Dragan no quiere ir a Italia. Añora a su esposa y a su hijo, pero él no es italiano y nunca lo será. No hay país al que pueda ir donde no vaya a seguir siendo de Sarajevo. Éste es su hogar y éste es el lugar donde quiere estar. No quiere vivir sitiado el resto de su vida, pero abandonar la ciudad a los hombres de las montañas significaría quedarse sin hogar de por vida. Mientras permanezca en ella, y mientras sea capaz de evitar que el miedo a la muerte le ciegue y le impida ver lo que queda del mundo que en un tiempo amó y que podría volver a amar, conserva aún la esperanza de que algún día sea capaz de caminar abiertamente por las calles de esta ciudad con su mujer y su hijo, sentarse en un restaurante y degustar una buena comida, contemplar los escaparates, libres de los hombres armados.

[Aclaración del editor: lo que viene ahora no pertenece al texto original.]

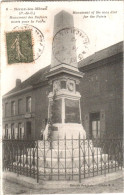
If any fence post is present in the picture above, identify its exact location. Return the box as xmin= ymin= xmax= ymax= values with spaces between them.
xmin=37 ymin=140 xmax=39 ymax=183
xmin=78 ymin=133 xmax=81 ymax=183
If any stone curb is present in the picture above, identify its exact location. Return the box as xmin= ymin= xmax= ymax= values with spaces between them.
xmin=3 ymin=170 xmax=123 ymax=189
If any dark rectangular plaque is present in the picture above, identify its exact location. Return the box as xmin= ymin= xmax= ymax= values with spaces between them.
xmin=65 ymin=99 xmax=80 ymax=123
xmin=50 ymin=99 xmax=62 ymax=123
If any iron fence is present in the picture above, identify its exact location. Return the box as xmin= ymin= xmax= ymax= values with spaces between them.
xmin=3 ymin=136 xmax=123 ymax=182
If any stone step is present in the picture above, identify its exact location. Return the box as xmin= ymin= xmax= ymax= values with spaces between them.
xmin=38 ymin=139 xmax=94 ymax=150
xmin=16 ymin=154 xmax=108 ymax=168
xmin=13 ymin=161 xmax=118 ymax=174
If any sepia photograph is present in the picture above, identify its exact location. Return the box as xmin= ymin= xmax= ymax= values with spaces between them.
xmin=1 ymin=1 xmax=124 ymax=195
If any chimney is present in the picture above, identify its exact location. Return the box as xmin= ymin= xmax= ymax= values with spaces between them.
xmin=16 ymin=79 xmax=21 ymax=87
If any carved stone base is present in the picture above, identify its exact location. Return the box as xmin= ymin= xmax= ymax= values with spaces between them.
xmin=52 ymin=123 xmax=86 ymax=140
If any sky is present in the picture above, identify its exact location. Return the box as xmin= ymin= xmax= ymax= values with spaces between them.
xmin=1 ymin=1 xmax=124 ymax=94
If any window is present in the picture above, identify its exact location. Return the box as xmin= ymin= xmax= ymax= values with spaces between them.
xmin=5 ymin=103 xmax=8 ymax=116
xmin=90 ymin=113 xmax=100 ymax=138
xmin=18 ymin=99 xmax=23 ymax=114
xmin=11 ymin=101 xmax=15 ymax=115
xmin=5 ymin=124 xmax=8 ymax=139
xmin=26 ymin=97 xmax=31 ymax=112
xmin=11 ymin=123 xmax=15 ymax=139
xmin=18 ymin=123 xmax=24 ymax=139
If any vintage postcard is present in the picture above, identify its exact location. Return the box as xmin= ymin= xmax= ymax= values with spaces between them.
xmin=1 ymin=1 xmax=124 ymax=194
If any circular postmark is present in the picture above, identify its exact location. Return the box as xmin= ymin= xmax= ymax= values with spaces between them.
xmin=52 ymin=27 xmax=89 ymax=66
xmin=13 ymin=25 xmax=45 ymax=61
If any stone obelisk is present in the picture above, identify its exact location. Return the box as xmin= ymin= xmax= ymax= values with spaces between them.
xmin=47 ymin=11 xmax=86 ymax=139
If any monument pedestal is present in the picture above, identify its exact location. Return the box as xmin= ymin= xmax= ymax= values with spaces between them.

Dragan sabe que nunca podrá olvidar lo que ha ocurrido aquí. Si la guerra concluye, si la vida vuelve a parecerse a lo que era y él sobrevive, no sabrá explicar cómo ha sido posible nada de esto. Una explicación implica lógica, pero ahora no hay lógica alguna en Sarajevo. Sigue sin creer que haya ocurrido. Confía en que nunca pueda hacerlo.